Awake the Morning After
I did a dumb thing last night.
I drank whiskey and watched
As the criminal clown rallied his cult.
Whipping up fear
Mangling truth
Whoring the flag.
Drumming up his people to fight the radical mob
(meaning me, meaning us, meaning war).
So galling so shameless so deeply deeply terrifying.
And this morning was Torah study
(virtually, obvi, it’s all virtual now).
To learn about the shofar
From a smart & soulful rabbi.
So the shofar we know is a ram’s horn that sounds a blast a tone a long and holy honk.
In Torah it’s first of all a call to arms.
The sound of vanquishing enemies conquering cities taking slaves.
(Today’s parsha says hey maybe wait 30 days before taking a slave as a wife to give her time to grieve, because you know: ethics. UGH this book sometimes I can’t even.)

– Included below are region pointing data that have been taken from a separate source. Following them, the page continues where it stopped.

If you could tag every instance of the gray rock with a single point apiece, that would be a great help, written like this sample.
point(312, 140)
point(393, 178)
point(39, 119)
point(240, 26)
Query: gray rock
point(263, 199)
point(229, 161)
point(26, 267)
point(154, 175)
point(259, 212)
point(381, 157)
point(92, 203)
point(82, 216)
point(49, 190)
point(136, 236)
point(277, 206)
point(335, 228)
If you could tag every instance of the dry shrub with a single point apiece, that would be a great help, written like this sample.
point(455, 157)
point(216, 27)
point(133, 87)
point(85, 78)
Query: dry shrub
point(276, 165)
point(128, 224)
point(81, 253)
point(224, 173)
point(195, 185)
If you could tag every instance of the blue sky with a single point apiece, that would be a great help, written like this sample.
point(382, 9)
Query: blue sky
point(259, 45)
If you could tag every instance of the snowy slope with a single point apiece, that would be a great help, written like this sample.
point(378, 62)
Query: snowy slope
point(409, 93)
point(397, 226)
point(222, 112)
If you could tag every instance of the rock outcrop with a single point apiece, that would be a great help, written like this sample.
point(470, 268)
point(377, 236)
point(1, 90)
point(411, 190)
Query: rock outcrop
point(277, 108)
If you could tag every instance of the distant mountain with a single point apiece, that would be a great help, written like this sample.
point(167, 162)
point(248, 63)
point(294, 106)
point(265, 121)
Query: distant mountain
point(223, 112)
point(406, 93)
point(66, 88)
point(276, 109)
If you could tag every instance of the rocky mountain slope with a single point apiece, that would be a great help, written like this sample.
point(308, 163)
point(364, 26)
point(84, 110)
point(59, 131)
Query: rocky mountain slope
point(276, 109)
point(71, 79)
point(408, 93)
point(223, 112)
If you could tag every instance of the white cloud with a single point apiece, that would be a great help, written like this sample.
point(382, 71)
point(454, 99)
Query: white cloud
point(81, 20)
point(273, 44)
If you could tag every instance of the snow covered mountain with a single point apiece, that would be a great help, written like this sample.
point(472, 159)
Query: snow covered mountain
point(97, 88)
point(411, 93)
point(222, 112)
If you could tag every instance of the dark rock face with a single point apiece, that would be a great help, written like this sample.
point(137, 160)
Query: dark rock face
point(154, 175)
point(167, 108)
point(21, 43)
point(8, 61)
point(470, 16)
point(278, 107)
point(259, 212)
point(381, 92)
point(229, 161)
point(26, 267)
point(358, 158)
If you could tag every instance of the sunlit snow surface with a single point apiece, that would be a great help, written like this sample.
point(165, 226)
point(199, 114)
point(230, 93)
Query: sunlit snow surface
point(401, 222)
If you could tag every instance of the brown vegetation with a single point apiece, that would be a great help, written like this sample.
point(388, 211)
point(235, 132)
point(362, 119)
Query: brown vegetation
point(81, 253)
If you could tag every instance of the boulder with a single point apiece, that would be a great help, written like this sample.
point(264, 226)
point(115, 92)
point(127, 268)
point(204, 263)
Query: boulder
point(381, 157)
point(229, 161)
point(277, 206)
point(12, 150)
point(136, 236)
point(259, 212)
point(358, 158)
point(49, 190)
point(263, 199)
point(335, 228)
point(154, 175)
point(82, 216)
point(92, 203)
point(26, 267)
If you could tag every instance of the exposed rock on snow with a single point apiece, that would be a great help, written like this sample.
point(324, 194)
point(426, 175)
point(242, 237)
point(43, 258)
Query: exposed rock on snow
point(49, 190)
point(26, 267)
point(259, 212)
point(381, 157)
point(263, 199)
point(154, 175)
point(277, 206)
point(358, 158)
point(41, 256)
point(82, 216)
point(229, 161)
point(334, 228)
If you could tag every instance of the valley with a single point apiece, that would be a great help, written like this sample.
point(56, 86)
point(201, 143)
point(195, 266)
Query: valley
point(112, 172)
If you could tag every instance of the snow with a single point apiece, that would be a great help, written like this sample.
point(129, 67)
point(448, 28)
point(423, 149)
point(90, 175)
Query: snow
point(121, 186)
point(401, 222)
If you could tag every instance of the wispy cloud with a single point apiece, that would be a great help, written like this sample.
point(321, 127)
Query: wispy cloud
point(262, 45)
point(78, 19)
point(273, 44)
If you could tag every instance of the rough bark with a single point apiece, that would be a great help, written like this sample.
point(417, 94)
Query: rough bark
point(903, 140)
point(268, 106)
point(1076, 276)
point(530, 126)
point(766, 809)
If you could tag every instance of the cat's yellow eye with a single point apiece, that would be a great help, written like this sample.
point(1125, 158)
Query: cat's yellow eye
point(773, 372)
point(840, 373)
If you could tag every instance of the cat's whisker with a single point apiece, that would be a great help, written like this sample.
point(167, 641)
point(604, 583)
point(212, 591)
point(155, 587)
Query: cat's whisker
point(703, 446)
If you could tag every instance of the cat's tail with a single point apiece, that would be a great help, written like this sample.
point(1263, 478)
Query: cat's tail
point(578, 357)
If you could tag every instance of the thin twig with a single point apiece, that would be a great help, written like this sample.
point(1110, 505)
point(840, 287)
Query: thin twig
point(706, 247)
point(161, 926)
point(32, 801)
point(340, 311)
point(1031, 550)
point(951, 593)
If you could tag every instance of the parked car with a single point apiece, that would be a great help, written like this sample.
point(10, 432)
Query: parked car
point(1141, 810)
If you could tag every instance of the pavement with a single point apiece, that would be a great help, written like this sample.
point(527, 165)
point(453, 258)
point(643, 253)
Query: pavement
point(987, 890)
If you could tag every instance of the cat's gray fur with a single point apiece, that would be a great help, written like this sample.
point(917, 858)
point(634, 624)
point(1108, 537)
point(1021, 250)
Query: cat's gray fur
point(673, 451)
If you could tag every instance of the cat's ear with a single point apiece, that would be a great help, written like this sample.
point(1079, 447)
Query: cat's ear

We dig deeper in the book and find more meanings (because this is what we Jews do, forever turning things over and over and God I love that so much):
At Mt. Sinai, the shofar blew in smoke and thunder above trembling masses.
It signaled revelation and the awesome power of God Almighty.
And in Isaah there it is again, sounding to the exiles
Bidding them to leave their slavery in Egypt and return to the holy place.
And the soulful rabbi says: also remember Rambam.
Who summed up the shofar as
An alarm clock.
Waking us up.
Reminding us to reject vanity and idleness.
The sound says, care for your soul, improve your ways, get with God.
The soulful rabbi says that’s it:
Let it crack your heart.
Let it wake you let it open you.
At this moment of strife and fear and plague and reckoning
We need awakening.
And the soulful rabbi says:
What’s your shofar? What’s waking you up? What’s calling you to action and revelation and atonement?
And so we offer our answers:
What about the seven shots in Kenosha
That paralyzed Jacob Blake
Setting off another mass spasm of outrage awakening reckoning
That’s a shofar.
Or what about the fireworks over the White House last night
The air thick with smoke and anger and aerosolized virus
Pop go the explosions.
Roar goes the crowd.
That’s a shofar.
Then there are the voices on the family Zoom the faces on the TV the bots on the socials;
A din of shofars, all day all night, a neverending cacophony of alarm.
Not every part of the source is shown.